The Internet is a well established entity these days. When was the last time “the Internet” was down? Exactly.
But while we are used to the physical networks resilience to all sorts of technical, human, and political problems, there is one crucial service running on these networks that is largely unregulated – DNS and the root servers. These are the servers that popularized the Internet as we know it, letting people go to google.com instead of having to memorize 216.239.57.99.
If you control these servers, you effectively control a huge part of what makes the Internet so useful.
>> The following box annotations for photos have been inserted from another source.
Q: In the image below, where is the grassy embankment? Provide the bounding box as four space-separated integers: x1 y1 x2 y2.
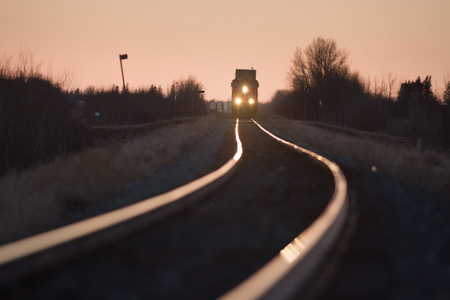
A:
264 119 450 198
0 116 223 241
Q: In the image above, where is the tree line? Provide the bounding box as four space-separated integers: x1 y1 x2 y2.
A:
270 37 450 148
0 56 204 176
83 76 205 125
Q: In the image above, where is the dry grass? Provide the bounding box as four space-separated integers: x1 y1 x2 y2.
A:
266 120 450 198
0 116 223 240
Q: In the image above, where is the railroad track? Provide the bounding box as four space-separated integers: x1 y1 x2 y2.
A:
0 120 348 299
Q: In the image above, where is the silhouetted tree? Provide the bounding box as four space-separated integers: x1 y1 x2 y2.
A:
443 81 450 106
288 37 364 124
168 76 204 117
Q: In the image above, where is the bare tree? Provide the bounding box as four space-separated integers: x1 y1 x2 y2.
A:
288 37 348 90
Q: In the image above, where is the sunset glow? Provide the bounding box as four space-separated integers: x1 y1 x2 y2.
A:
0 0 450 102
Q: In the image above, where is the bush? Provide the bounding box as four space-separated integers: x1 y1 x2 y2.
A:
0 74 81 174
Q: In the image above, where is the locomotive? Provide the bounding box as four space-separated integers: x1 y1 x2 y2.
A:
231 68 259 118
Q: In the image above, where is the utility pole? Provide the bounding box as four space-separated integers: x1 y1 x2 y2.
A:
119 54 133 139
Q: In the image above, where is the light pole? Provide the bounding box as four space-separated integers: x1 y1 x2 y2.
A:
198 90 205 114
119 54 133 139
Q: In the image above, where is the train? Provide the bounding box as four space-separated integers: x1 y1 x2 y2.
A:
231 68 259 118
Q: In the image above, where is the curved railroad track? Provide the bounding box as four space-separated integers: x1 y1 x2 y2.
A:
0 120 348 299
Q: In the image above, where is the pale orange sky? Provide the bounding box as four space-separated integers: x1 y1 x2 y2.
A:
0 0 450 101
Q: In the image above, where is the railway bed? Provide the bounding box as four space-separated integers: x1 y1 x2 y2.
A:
0 120 344 298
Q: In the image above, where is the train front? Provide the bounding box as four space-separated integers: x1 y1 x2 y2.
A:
231 79 259 118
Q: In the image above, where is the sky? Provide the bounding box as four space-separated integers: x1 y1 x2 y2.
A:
0 0 450 102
These servers, currently operated by the United States, are facing pressure to be transfered to international control and increase accountability for everyone involved.
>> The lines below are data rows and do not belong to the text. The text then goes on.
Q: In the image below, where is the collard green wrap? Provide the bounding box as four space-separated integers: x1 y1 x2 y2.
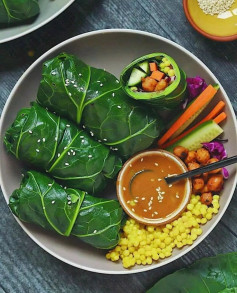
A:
37 53 163 158
9 171 124 249
0 0 40 24
4 103 122 193
120 53 187 109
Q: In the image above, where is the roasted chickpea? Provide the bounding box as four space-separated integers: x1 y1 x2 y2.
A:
192 178 205 191
142 76 157 92
188 162 200 178
185 151 196 164
207 174 224 191
202 172 209 182
201 192 212 206
201 184 210 193
196 148 211 165
174 146 188 161
207 158 222 174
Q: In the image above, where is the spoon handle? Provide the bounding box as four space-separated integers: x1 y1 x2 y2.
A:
165 156 237 184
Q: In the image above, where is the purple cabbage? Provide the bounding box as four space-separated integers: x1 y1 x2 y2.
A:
186 76 207 100
202 141 229 179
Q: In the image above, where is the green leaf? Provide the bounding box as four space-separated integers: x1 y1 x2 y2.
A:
147 252 237 293
37 53 163 158
4 103 122 193
0 0 40 24
9 171 124 249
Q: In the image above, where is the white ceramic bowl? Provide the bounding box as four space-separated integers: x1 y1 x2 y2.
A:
0 29 237 274
0 0 75 44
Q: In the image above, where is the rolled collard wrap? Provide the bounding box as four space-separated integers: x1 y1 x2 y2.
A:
0 0 40 24
4 103 122 193
9 171 124 249
120 53 187 109
37 53 163 158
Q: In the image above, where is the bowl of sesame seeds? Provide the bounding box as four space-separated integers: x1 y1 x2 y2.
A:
0 29 237 274
183 0 237 42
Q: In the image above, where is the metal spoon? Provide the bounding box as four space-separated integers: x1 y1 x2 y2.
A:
165 156 237 184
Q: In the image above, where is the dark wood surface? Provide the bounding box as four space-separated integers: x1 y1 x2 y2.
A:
0 0 237 293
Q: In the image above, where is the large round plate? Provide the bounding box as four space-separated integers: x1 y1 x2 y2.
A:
0 0 75 44
0 29 237 274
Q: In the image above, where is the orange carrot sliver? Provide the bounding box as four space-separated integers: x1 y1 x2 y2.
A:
149 62 157 71
158 85 217 146
213 112 227 124
151 70 165 81
161 101 226 149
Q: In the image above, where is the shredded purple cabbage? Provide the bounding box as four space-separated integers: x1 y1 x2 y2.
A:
186 76 207 100
202 141 229 179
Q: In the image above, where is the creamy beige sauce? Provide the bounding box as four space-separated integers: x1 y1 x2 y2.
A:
121 153 186 219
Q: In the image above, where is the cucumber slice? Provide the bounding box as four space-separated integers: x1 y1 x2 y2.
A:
166 120 223 152
138 61 149 74
128 68 147 86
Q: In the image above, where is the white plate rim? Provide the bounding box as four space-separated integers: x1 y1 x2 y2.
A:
0 28 237 275
0 0 75 44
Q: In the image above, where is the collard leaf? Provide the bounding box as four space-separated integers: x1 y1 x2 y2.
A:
0 0 40 24
37 53 163 158
9 171 123 249
4 103 122 193
147 252 237 293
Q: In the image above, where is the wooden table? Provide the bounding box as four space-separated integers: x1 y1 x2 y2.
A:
0 0 237 293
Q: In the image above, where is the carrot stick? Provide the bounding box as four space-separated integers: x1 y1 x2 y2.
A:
213 112 227 124
158 85 217 146
161 101 225 149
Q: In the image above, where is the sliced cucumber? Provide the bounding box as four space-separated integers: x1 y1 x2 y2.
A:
166 120 223 152
137 61 149 74
128 68 147 86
I found a pretty interesting take on how badly managed the existing system has become, and what needs to change to make accountability a factor.
The system has worked so far because everyone has been reasonable at compromise, but it’s current state is fragile. The author raises the alarmist sounding but still possible scenario: Imagine a nation who declares war on the US, and consequently has its VoIP traffic intercepted because skype.com resolved into a US military intermediary for that country’s network addresses? The DoD already runs root server G and the Army H – the technical know how is certainly there.
The future of what we know of as the Internet is potentially in for some changes.
2 replies on “The Internet is down?”
Care to substantiate your comments? I spoke to Daniel Karrenberg last week, who implemented most of the root servers in Europe, and he, like the other root server operators, exhibits a lot of concern for maintaining the single, international DNS namespace. The only threat he thinks has the potential to break that namespace is a government mandated split. How likely is that to happen? Lately, more than you might think.
Don’t get me wrong, I think the system currently is remarkably well thought out. A lot of care has been put to maintain stability, including funding from corporate, educational, and govermental authorities.
So there is clearly some international contention. If politicians don’t reach an agreement things certainly have the potential to change.
He is wrong. The people who are running the rootservers would never run into that problem, first off. Second, even if they did it would be a highly un-noticible difference. So stop your bitching about how it works, and realize that 99% of your queries have been cached on a lower lever DNS server.